Acting upon this thought he called out:

"Halloo, there!"

The young girl turned quickly, and discovered Jasper, whom she had not before seen.

She stopped paddling, and asked, in a musical voice:

"White boy speak?"

"Yes," said Jasper. "Do you speak English?"

"A little."

"I want to go across the river. Will you take me in your canoe?"

The girl hesitated a moment, perhaps from uncertainty as to whether she could trust our hero, for she surveyed him attentively. It appeared that her impressions were favorable, for she turned her canoe to the shore and said, simply:

"Yes."

"Thank you," said Jasper, and he promptly took his place in the frail craft.

The Indian girl pushed off and began to paddle rapidly.

"It seems odd to be ferried by a girl," thought Jasper. "I think I ought to offer to take her place." "Shall I paddle instead of you?" he asked.

The girl laughed and shook her head.

"White boy not know how to paddle a canoe—tip it over," and she laughed again.

"I don't know but I should," thought Jasper, as he noticed how light and frail the little canoe was, and how a slight motion would agitate it.

"Do you live around here?" he asked, in some curiosity.

"Up the river," said the girl, indicating with her head, for her hands were occupied.

"Have you a father?"

"Monima's father great chief," said the girl, proudly.

"Monima! Is that your name?"

"Yes."

"It is a pretty name."

The girl laughed and appeared to be pleased with the compliment, though it was only to her name. She seemed in turn to be possessed by curiosity, for she asked:

"What white boy's name?"

"Jasper."

"Jasper," she repeated, with difficulty.

"Isn't it a pretty name?"

"No," said Monima, laughing.

"I am sorry you don't like it, Monima."

"I like white boy. He will be big warrior some day."
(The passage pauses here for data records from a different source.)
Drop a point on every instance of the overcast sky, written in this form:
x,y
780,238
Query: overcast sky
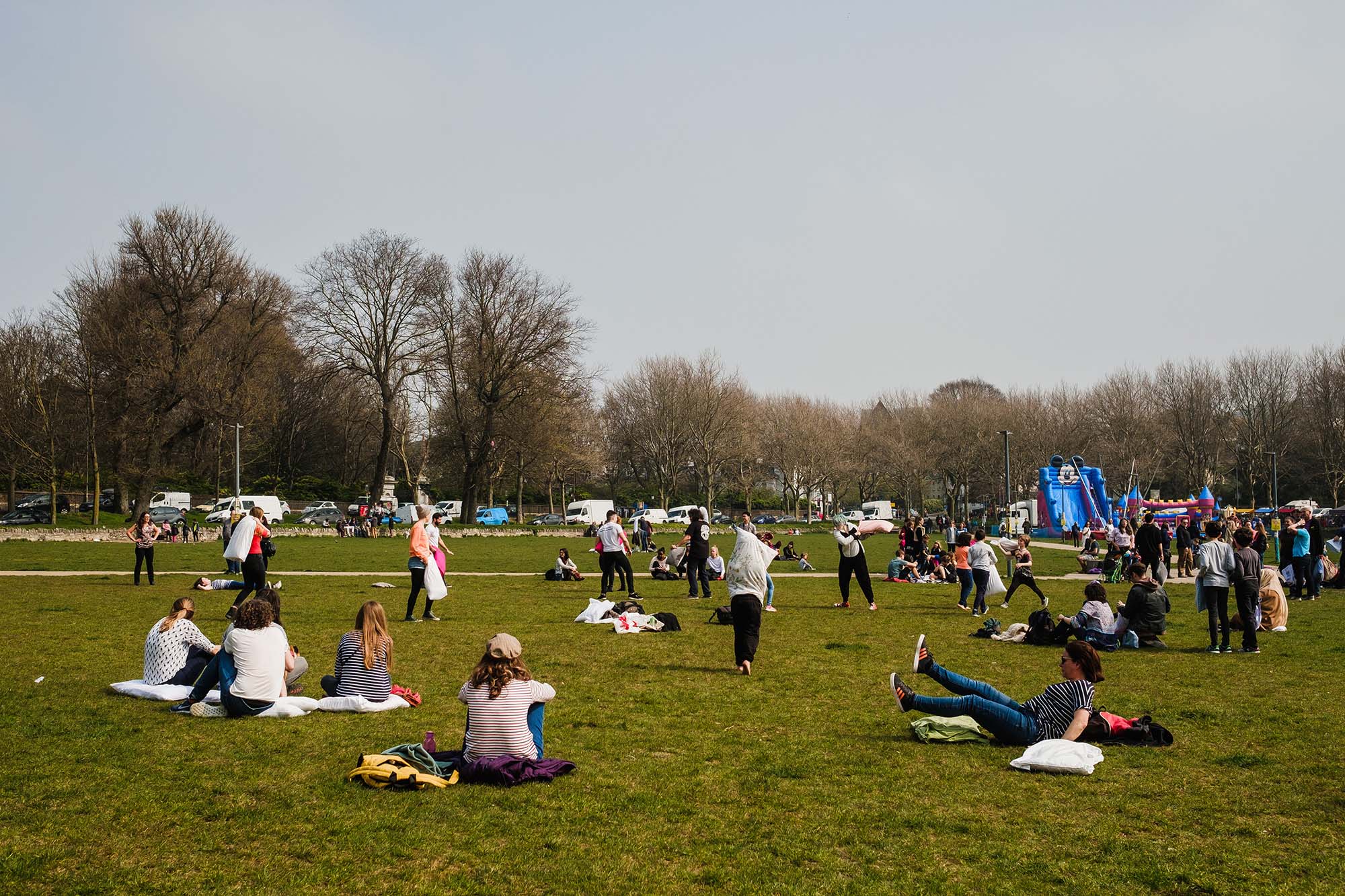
x,y
839,200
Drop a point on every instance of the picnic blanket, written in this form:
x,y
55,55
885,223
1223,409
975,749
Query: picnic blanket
x,y
361,704
283,708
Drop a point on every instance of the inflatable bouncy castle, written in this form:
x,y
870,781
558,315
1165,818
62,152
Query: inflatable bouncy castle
x,y
1070,493
1194,509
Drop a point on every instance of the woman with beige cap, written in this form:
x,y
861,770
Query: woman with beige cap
x,y
505,705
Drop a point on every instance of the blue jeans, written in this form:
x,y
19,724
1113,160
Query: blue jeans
x,y
965,577
997,713
536,715
221,671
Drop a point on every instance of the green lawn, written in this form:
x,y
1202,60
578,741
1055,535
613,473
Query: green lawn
x,y
802,778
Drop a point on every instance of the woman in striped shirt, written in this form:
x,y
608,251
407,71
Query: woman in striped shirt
x,y
1061,712
504,704
364,658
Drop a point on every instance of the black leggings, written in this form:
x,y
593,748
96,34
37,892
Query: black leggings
x,y
1217,604
255,577
147,556
860,567
418,583
695,573
1023,576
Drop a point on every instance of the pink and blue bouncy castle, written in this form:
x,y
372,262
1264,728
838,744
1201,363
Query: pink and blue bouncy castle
x,y
1071,493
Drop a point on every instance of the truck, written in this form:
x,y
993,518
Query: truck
x,y
879,510
586,512
178,499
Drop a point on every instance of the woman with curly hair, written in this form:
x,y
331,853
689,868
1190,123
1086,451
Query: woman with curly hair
x,y
504,704
249,670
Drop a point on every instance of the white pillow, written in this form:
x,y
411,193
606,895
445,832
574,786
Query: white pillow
x,y
1062,756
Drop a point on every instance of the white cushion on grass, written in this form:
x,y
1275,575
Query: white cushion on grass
x,y
360,704
1062,756
167,693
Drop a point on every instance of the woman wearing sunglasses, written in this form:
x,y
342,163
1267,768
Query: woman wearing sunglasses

"I don't know about that, Monima. So your father is a chief?"

"Yes," said Monima, proudly. "Great chief."

"Did he give you this canoe?"

"Yes."

"Have you any brothers and sisters?"

"One brother, young man; no sister."

By this time they had reached the other side. Monima skilfully drew up the canoe alongside, and Jasper jumped out. He stood on the bank, and drew from his vest-pocket a silver half-dollar, which he handed to Monima.

"Monima no want money," said the girl, proudly.
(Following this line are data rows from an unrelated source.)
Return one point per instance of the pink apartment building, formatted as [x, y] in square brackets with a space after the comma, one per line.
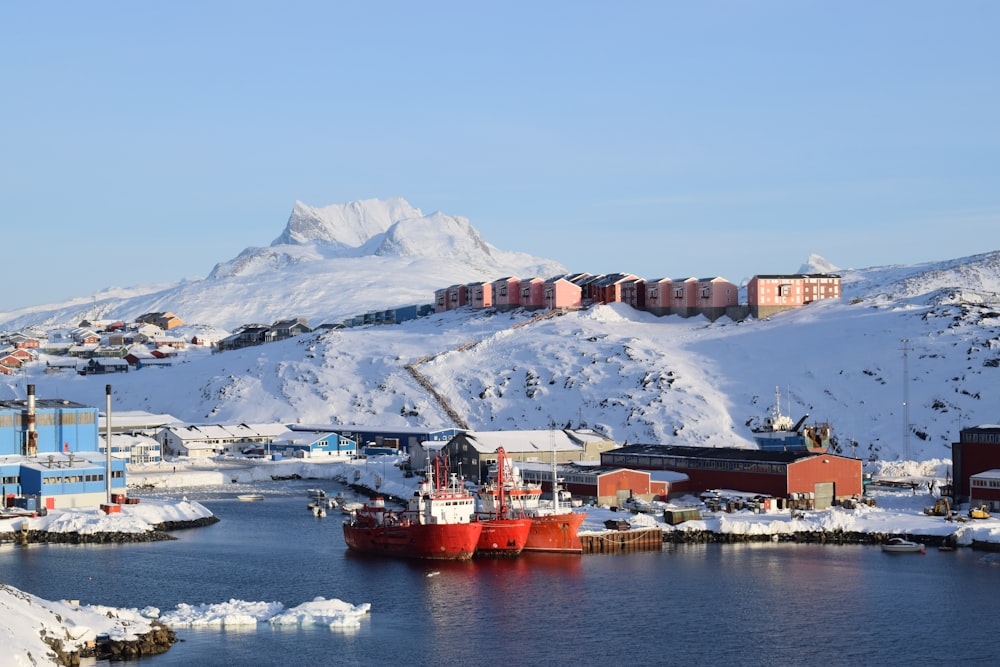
[532, 293]
[560, 292]
[773, 293]
[506, 293]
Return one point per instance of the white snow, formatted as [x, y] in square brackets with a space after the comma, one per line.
[636, 377]
[236, 613]
[133, 518]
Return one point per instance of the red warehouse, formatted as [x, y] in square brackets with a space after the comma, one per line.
[829, 476]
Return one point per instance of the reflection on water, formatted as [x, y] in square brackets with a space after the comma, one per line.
[746, 604]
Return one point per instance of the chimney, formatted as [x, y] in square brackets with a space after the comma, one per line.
[31, 437]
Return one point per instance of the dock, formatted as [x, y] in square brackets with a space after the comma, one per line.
[622, 541]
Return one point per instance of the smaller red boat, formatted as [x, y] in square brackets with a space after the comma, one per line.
[437, 523]
[505, 528]
[553, 528]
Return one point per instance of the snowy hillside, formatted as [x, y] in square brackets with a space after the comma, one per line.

"Keep it to remember white boy," said Jasper.

"Monima will remember white boy without money."

Jasper reluctantly put the money in his pocket, but he did not like to accept the favor from Monima without rendering her some return. He was in doubt at first, but finally an idea occurred to him. He had half a dozen photographs of himself, which he had recently had taken in St. Louis. He drew out one of these and extended it to Monima.
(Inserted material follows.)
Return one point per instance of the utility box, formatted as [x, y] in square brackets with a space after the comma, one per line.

"Take that, Monima," he said. "Keep that and remember me."

Monima's face lighted up with wonder and admiration when she saw the photograph, for she had never seen one before. She looked from the picture to Jasper, and from Jasper back again to the picture, and laughed softly.

"White boy's picture?" she said.

"Yes, Monima. Do you think it looks like me?"

She nodded emphatically.

"Two white boy—here and there," she said, pointing first to the picture, then to Jasper.

"Good-bye, Monima," he said.

But the Indian girl was evidently tired of the river, for she fastened the canoe and walked by his side. He kept up a conversation for some time, till she turned aside and entered a path which led into the woods.

"Does your father live there?" he asked.

"Yes," said Monima.

"Good-bye," he said.

She didn't say good-bye, but uttered a word which was probably the Indian equivalent for it, and was soon lost to his sight.

"Well, that's romantic, to begin with," thought Jasper. "The daughter of a great chief has ferried me across the river, and I have given her my photograph. The next romantic thing that happens to me may be my losing my way, but I hope not."

He had a general idea of the way he wanted to go, but after awhile he became perplexed, and was led to doubt whether he had not gone astray.

"I wish I could find somebody to guide me," he thought.

He had his wish. A few rods farther on he came upon a man stretched upon the grass under a tree.

"I have lost my way," he began, but before he could finish the sentence the man sprang to his feet, and, to his dismay, he recognized Jack, the man who had had him locked up in St. Louis.